We load the original training dataset, so we can use it for data drift detection

In [None]:
path_dataset = "./dataset/"

df_train = pd.read_csv(path_dataset + "train.csv")
df_test = pd.read_csv(path_dataset + "test.csv")

X_train = df_train[features]
X_test = df_test[features]

y_train = df_train[label]
y_test = df_test[label]

## Model Inference

Now, we load the `uci_credit_drifted_inference.csv` which contains the data that we receive at inference time. It contains a column "time" which indicates the time that we receive the data. We will check two different timesteps: time=2 and time=9

In [None]:
# Load Dataset for specific time
df = pd.read_csv("data/uci_credit_drifted_inference.csv")
df_t2 = df[df["time"] == 2]
df_t9 = df[df["time"] == 9]

In [None]:
print(df_t2.shape)
print(df_t9.shape)

In [None]:
# Get Features and Labels
y_true_t2 = df_t2[label]
X_t2 = df_t2[features]

y_true_t9 = df_t9[label]
X_t9 = df_t9[features]

# Get Model predictions
y_pred_proba_train = model.predict_proba(X_train)

y_pred_t2 = model.predict(X_t2)
y_pred_proba_t2 = model.predict_proba(X_t2)

y_pred_t9 = model.predict(X_t9)
y_pred_proba_t9 = model.predict_proba(X_t9)

## Drift Detection

Now, we will use [mercury.monitoring](https://bbva.github.io/mercury-monitoring/) for data drift detection. We will use the [`KSDrift`](https://bbva.github.io/mercury-monitoring/reference/drift/#mercury.monitoring.drift.ks_drift_detector.KSDrift) and the [`DomainClassifierDrift`](https://bbva.github.io/mercury-monitoring/reference/drift/#mercury.monitoring.drift.domain_classifier_drift_detector.DomainClassifierDrift), although there are more detectors available that can be used

In [None]:
from mercury.monitoring.drift.ks_drift_detector import KSDrift
from mercury.monitoring.drift.domain_classifier_drift_detector import DomainClassifierDrift

### KS Drift

Let's start using the `KSDrift`. This detector performs a Kolmogorov-Smirnov (KS) test individually for each specified variable.
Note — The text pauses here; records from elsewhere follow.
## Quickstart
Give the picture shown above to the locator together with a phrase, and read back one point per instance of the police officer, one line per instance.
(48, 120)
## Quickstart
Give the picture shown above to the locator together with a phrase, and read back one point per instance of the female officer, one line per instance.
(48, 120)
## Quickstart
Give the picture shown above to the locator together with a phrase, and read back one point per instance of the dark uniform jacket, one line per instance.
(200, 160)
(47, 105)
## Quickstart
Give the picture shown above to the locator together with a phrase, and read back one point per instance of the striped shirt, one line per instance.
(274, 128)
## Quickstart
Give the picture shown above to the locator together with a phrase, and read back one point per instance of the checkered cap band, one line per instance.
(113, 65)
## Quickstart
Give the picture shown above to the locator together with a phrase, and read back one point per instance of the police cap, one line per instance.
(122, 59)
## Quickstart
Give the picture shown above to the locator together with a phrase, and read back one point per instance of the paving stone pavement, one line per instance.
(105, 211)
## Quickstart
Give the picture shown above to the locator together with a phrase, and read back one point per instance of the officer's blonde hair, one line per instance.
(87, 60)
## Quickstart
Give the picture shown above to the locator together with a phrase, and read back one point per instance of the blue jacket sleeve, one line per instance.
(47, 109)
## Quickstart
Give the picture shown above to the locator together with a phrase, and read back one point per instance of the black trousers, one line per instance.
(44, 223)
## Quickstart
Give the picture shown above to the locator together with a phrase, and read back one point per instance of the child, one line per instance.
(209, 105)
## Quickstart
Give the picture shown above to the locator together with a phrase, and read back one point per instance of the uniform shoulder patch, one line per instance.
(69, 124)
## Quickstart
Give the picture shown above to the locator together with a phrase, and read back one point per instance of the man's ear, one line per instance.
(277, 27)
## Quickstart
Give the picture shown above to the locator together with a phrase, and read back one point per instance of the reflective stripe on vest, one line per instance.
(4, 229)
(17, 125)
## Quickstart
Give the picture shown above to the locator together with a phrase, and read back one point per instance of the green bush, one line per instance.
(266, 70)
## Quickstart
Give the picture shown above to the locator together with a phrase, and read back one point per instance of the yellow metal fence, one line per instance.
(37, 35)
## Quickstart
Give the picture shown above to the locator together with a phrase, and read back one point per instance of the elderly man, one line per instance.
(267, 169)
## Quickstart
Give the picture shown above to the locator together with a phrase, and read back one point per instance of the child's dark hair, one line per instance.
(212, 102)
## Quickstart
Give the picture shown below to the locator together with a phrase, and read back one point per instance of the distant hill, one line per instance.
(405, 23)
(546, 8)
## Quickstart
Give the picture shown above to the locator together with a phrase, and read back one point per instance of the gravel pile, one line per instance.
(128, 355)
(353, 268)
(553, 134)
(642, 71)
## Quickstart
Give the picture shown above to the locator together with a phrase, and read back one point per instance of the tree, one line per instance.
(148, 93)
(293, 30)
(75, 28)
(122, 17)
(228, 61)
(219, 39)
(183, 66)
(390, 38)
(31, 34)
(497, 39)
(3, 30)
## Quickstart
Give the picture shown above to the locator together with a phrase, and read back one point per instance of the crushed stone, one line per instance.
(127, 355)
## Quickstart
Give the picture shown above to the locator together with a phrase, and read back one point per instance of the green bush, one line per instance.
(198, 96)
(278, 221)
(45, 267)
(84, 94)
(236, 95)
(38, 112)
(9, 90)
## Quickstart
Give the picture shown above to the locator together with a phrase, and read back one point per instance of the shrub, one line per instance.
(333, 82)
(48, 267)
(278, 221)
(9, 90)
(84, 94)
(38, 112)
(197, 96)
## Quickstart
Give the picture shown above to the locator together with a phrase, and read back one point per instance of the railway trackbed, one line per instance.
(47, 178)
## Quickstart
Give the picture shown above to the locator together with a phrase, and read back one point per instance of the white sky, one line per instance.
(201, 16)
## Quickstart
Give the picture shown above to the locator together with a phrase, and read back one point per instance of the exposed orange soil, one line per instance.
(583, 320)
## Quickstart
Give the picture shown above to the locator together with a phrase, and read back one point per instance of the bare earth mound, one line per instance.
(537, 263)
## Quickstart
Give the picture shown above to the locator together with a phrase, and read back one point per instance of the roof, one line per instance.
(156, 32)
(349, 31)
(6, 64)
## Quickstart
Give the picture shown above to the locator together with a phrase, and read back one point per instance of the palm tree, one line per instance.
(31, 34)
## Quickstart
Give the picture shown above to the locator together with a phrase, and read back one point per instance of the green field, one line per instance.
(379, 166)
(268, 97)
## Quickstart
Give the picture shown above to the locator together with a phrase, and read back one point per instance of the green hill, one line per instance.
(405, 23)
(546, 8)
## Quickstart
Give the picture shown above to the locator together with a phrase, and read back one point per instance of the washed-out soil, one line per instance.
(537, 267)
We can see that drift is not detected in time=2:

In [None]:
drift_detector = KSDrift(X_train.to_numpy(), X_t2.to_numpy(), features=features, p_val=0.01)
drift_metrics = drift_detector.calculate_drift()
print("Drift Score: ", drift_metrics["score"])
print("Is drift detected? ", drift_metrics["drift_detected"])

Now, let's look at time=9

In [None]:
drift_detector = KSDrift(X_train.to_numpy(), X_t9.to_numpy(), features=features, p_val=0.01)
drift_metrics = drift_detector.calculate_drift()
print("Drift Score: ", drift_metrics["score"])
print("Is drift detected? ", drift_metrics["drift_detected"])

Now drift is detected and the score is higher. We can also obtain which are the features with drift and plot them:

In [None]:
drift_detector.get_drifted_features()


In [None]:
drift_detector.plot_feature_drift_scores()

In [None]:
drift_detector.plot_distribution_drifted_features(discrete=True)

### Domain Classifier

Now we use the [`DomainClassifierDrift`](https://bbva.github.io/mercury-monitoring/reference/drift/#mercury.monitoring.drift.domain_classifier_drift_detector.DomainClassifierDrift). This component trains a classifier (Random Forest) to distinguish between a source dataset and a target dataset. The performance of the model detecting which sample belongs to each dataset (ROC-AUC) is then used to indicate if drift is detected and as drift score.

In [None]:
drift_detector = DomainClassifierDrift(
    X_train.to_numpy(), X_t2.to_numpy(), features=features, p_val=0.05, n_runs=5
)
drift_metrics = drift_detector.calculate_drift()
print("Drift Score: ", drift_metrics["score"])
print("Is drift detected? ", drift_metrics["drift_detected"])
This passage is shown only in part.